Membayang-bayangkan negeri-negeri jauh, serta berbagai bangsa yang mendiaminya.
Ketika itu internet belum jamak seperti sekarang, sehingga imajinasiku hanya
terbatas pada gambar-gambar yang kulihat dari buku-buku atau siaran televisi.
Aku tak pernah mendengar bahasa-bahasa asing langsung dari penutur aslinya,
yang kukenal hanya sebatas nama.
Sore
kemarin, aku memasak di dapur seperti biasa. Dapur kami ini seperti pusaran
budaya tempat berkumpulnya berbagai bangsa. Sudah hampir seminggu aku
kedatangan tetangga baru berwajah Afrika, belum juga sempat aku
berbincang-bincang dengannya. Aku hanya sekedar menyapa dan tersenyum. Sore itu
kali pertama aku berkenalan dengan Umu, begitu dia memperkenalkan namanya. Perempuan
muda ini berasal dari sebuah negara yang dulu sulit aku membedakannya karena
setidaknya ada 3 negara bernama sama di sekitar wilayah Teluk Guinea Afrika. Negara itu adalah Guinea,
sering disebut Guinea Perancis, untuk membedakannya dengan Guinea Bissau dan
Guinea Ekuator. Aku bertanya apakah dia bisa berbahasa
Inggris, dia menggeleng: “Ich spreche ein bisschen Deutsch...“ “Saya hanya
berbicara sedikit dalam Bahasa Jerman...“ Umu bercerita padaku bahwa saat ini
dia sedang mengambil kursus Bahasa Jerman untuk mempersiapkan kuliah Masternya
dalam bidang Informatika tahun depan. Lalu kutanya pula, sehari-hari dia berbicara
dalam bahasa apa di tanah airnya.

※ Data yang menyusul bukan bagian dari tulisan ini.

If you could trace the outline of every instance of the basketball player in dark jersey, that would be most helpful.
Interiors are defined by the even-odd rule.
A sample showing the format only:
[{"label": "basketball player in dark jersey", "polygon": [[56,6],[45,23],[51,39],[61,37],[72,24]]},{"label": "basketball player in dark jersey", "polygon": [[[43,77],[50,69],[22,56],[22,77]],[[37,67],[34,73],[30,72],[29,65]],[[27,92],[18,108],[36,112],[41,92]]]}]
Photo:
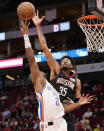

Bahasa Pular, ujarnya, lalu Bahasa Perancis
sebagai bahasa kedua. Tak lama telepon genggam Umu berdering, dia berbicara
dalam Bahasa Pular yang tadi diceritakannya. Aku seketika takjub mendengar bahasa
asing ini untuk pertama kalinya. Iramanya cepat dengan penekanan-penekanan pada
beberapa huruf konsonan serta diucapkan dengan intonasi lantang, seperti senandung
yang mengiringi tarian-tarian eksotik berirama gembira.
Lalu
setengah bercanda kutanyakan pada Umu, mengapa dia tidak kuliah saja di
Perancis, tentunya dia tak perlu repot-repot untuk mempelajari Bahasa Jerman dan
bisa langsung memulai kuliah Masternya. Umu menjawab sambil sedikit menggeleng,
“Aku juga tidak tahu, Hesty. Tiba-tiba saja aku sudah menemukan diriku berada di
negeri ini. Nasib seperti mengantarku ke sini, bukan ke Perancis“. Dalam
hatiku, kita ternyata tak jauh berbeda, Umu. Aku pun begitu, niat merantau ke benua
lain yang terpatri sejak lama seperti tiba-tiba saja mengantarkanku ke sini, ke
Bochum, yang bahkan baru kukenal tak lebih dari 2 bulan sebelum
keberangkatanku, bukan ke kota atau negara lain. Serangkaian usaha yang kita
lakukan hanyalah cara, bukan penentu. Syarat cukupnya adalah izin Allah. Nasib senantiasa penuh
misteri seperti masa depan yang tak pernah pasti.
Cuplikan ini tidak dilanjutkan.